Touché par ce que je viens de lui dire, le jeune homme détourne son regard pour que je ne puisse pas remarquer la couleur que vienne de prendre ses joues. Sur l'instant, je trouve cette réaction très séduisante et cela joue énormément sur le nouvel intérêt que je lui porte.
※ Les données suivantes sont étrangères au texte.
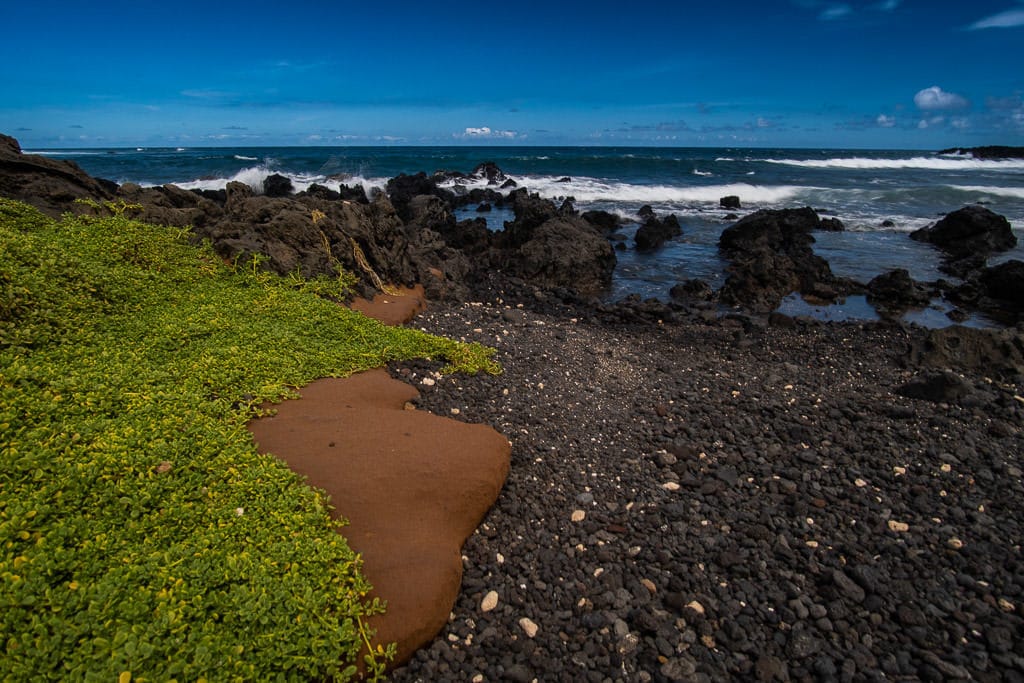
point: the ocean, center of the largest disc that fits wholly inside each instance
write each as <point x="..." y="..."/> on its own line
<point x="880" y="196"/>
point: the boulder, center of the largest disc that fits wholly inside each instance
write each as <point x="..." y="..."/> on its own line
<point x="655" y="231"/>
<point x="488" y="171"/>
<point x="402" y="187"/>
<point x="564" y="251"/>
<point x="968" y="237"/>
<point x="692" y="289"/>
<point x="894" y="292"/>
<point x="937" y="387"/>
<point x="995" y="352"/>
<point x="607" y="222"/>
<point x="730" y="202"/>
<point x="530" y="212"/>
<point x="1005" y="283"/>
<point x="50" y="184"/>
<point x="278" y="185"/>
<point x="771" y="256"/>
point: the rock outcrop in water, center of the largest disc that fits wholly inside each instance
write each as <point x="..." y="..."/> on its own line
<point x="968" y="237"/>
<point x="989" y="152"/>
<point x="771" y="256"/>
<point x="50" y="184"/>
<point x="655" y="231"/>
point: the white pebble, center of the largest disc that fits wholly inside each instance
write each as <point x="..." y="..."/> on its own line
<point x="489" y="601"/>
<point x="528" y="627"/>
<point x="695" y="606"/>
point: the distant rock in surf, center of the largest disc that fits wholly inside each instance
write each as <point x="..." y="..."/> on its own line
<point x="992" y="152"/>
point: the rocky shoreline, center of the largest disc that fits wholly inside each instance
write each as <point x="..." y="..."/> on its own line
<point x="695" y="494"/>
<point x="719" y="500"/>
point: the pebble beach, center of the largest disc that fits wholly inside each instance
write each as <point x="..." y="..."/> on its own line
<point x="714" y="499"/>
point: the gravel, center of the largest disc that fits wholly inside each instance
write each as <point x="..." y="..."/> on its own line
<point x="758" y="503"/>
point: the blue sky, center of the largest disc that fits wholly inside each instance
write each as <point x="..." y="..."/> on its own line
<point x="899" y="74"/>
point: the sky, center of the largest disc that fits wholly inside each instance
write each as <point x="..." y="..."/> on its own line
<point x="833" y="74"/>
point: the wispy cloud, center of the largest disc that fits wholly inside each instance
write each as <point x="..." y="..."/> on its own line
<point x="485" y="132"/>
<point x="1008" y="18"/>
<point x="935" y="98"/>
<point x="834" y="12"/>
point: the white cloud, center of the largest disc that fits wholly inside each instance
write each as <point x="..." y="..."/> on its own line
<point x="1005" y="19"/>
<point x="835" y="12"/>
<point x="485" y="131"/>
<point x="935" y="98"/>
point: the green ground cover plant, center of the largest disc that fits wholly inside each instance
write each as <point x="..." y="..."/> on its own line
<point x="141" y="535"/>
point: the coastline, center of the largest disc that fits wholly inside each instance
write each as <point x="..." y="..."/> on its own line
<point x="712" y="500"/>
<point x="693" y="495"/>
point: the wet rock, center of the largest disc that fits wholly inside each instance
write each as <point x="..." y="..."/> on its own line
<point x="936" y="387"/>
<point x="730" y="202"/>
<point x="998" y="352"/>
<point x="565" y="252"/>
<point x="655" y="231"/>
<point x="894" y="292"/>
<point x="50" y="184"/>
<point x="771" y="256"/>
<point x="968" y="237"/>
<point x="278" y="185"/>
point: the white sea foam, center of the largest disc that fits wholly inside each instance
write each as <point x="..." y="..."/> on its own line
<point x="255" y="175"/>
<point x="1016" y="193"/>
<point x="51" y="153"/>
<point x="922" y="163"/>
<point x="593" y="189"/>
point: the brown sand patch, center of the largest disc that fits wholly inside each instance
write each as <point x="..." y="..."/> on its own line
<point x="412" y="484"/>
<point x="396" y="308"/>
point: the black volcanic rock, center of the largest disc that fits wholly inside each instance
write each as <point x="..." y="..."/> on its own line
<point x="602" y="219"/>
<point x="730" y="202"/>
<point x="894" y="292"/>
<point x="401" y="189"/>
<point x="1005" y="282"/>
<point x="988" y="152"/>
<point x="278" y="185"/>
<point x="489" y="172"/>
<point x="968" y="237"/>
<point x="565" y="251"/>
<point x="530" y="211"/>
<point x="50" y="184"/>
<point x="832" y="225"/>
<point x="771" y="256"/>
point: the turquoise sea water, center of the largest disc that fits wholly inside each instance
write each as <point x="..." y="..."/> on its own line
<point x="864" y="189"/>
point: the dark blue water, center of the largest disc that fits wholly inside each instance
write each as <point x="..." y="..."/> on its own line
<point x="910" y="189"/>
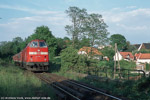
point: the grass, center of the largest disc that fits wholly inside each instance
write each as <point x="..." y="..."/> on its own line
<point x="14" y="82"/>
<point x="132" y="90"/>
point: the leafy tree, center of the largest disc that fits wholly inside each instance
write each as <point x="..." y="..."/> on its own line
<point x="69" y="58"/>
<point x="84" y="42"/>
<point x="120" y="40"/>
<point x="77" y="17"/>
<point x="62" y="44"/>
<point x="129" y="47"/>
<point x="127" y="65"/>
<point x="95" y="28"/>
<point x="109" y="52"/>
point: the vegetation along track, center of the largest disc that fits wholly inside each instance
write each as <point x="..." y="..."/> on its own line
<point x="67" y="89"/>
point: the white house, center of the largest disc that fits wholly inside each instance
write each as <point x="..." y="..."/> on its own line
<point x="123" y="56"/>
<point x="142" y="58"/>
<point x="90" y="51"/>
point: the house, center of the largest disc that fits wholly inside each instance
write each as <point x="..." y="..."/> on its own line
<point x="91" y="51"/>
<point x="142" y="58"/>
<point x="142" y="46"/>
<point x="103" y="46"/>
<point x="137" y="46"/>
<point x="123" y="56"/>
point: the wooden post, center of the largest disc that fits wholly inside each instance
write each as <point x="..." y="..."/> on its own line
<point x="115" y="61"/>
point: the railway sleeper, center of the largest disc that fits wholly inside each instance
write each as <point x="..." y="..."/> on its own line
<point x="78" y="88"/>
<point x="60" y="95"/>
<point x="89" y="86"/>
<point x="73" y="92"/>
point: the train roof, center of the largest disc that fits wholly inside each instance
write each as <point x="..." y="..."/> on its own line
<point x="37" y="40"/>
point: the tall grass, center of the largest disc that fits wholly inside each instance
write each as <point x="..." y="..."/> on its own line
<point x="14" y="82"/>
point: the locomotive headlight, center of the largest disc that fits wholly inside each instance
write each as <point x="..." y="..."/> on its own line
<point x="32" y="53"/>
<point x="44" y="53"/>
<point x="31" y="59"/>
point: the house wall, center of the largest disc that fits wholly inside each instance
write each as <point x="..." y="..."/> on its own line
<point x="82" y="52"/>
<point x="143" y="61"/>
<point x="118" y="57"/>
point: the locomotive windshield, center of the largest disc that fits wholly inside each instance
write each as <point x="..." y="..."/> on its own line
<point x="34" y="44"/>
<point x="42" y="44"/>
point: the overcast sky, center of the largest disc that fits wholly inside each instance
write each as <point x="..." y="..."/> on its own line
<point x="130" y="18"/>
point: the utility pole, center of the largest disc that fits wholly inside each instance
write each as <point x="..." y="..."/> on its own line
<point x="115" y="60"/>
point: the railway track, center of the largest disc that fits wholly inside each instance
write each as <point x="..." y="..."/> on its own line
<point x="66" y="89"/>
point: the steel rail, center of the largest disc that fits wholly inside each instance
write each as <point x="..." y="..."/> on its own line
<point x="66" y="92"/>
<point x="48" y="81"/>
<point x="96" y="91"/>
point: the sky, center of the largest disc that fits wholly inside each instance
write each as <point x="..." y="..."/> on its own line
<point x="19" y="18"/>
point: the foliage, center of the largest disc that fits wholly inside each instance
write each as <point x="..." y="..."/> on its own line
<point x="84" y="42"/>
<point x="62" y="44"/>
<point x="120" y="40"/>
<point x="141" y="51"/>
<point x="84" y="25"/>
<point x="69" y="58"/>
<point x="95" y="28"/>
<point x="127" y="64"/>
<point x="14" y="82"/>
<point x="109" y="52"/>
<point x="77" y="16"/>
<point x="129" y="47"/>
<point x="147" y="67"/>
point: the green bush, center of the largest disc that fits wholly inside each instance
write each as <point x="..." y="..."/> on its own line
<point x="14" y="82"/>
<point x="127" y="65"/>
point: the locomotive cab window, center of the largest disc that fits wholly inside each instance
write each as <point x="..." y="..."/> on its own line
<point x="34" y="44"/>
<point x="42" y="44"/>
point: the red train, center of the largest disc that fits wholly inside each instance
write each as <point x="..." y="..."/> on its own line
<point x="34" y="57"/>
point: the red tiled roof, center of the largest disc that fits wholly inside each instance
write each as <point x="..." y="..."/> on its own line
<point x="125" y="54"/>
<point x="137" y="55"/>
<point x="144" y="56"/>
<point x="89" y="49"/>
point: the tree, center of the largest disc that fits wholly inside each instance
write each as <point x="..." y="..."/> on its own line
<point x="95" y="28"/>
<point x="120" y="40"/>
<point x="109" y="52"/>
<point x="77" y="17"/>
<point x="129" y="47"/>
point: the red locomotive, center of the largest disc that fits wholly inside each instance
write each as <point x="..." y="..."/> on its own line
<point x="34" y="57"/>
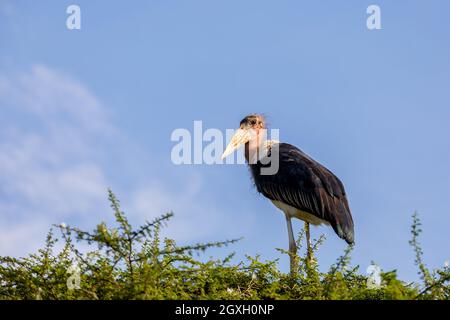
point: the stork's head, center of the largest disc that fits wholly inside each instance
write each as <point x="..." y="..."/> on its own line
<point x="250" y="133"/>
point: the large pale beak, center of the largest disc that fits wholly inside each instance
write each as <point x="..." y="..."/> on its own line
<point x="240" y="137"/>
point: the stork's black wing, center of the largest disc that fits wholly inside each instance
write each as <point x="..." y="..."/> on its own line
<point x="305" y="184"/>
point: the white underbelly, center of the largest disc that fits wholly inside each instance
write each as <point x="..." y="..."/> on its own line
<point x="296" y="213"/>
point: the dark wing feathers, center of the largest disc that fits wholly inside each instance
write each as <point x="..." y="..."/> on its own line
<point x="305" y="184"/>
« Tu sais, j'avais peur que je te fasse honte.

- Tu es con !

- Je sais mais le regard des gens sur moi a considérablement changé. Par moment, je n'ose pas sortir de chez moi car je n'ai pas le courage de leur tenir tête et de leur faire comprendre que je continue de vivre malgré ce qui m'est arrivé. Bref, je suis un battant.

- Et c'est quelque chose que j'aime chez toi. »

Et je prononce ces mots dans un joli sourire que je souhaite bienveillant. J'espère que Toji a bien compris mes intentions et même s'il lui manque une jambe, il restera toujours un ami à mes yeux et je ferais tout pour lui prouver dorénavant. Je n'aurais pas dû le mettre à l'écart comme le reste de la Nerv et ce type de comportement ne me ressemble même pas. Je me souviens bien de mes premiers jours en tant que pilote. Une fin d'après-midi, j'ai dû me rendre chez Rei afin de lui apporter ses devoirs et lorsque j'étais avec elle, j'en ai profité pour discuter un peu avec elle.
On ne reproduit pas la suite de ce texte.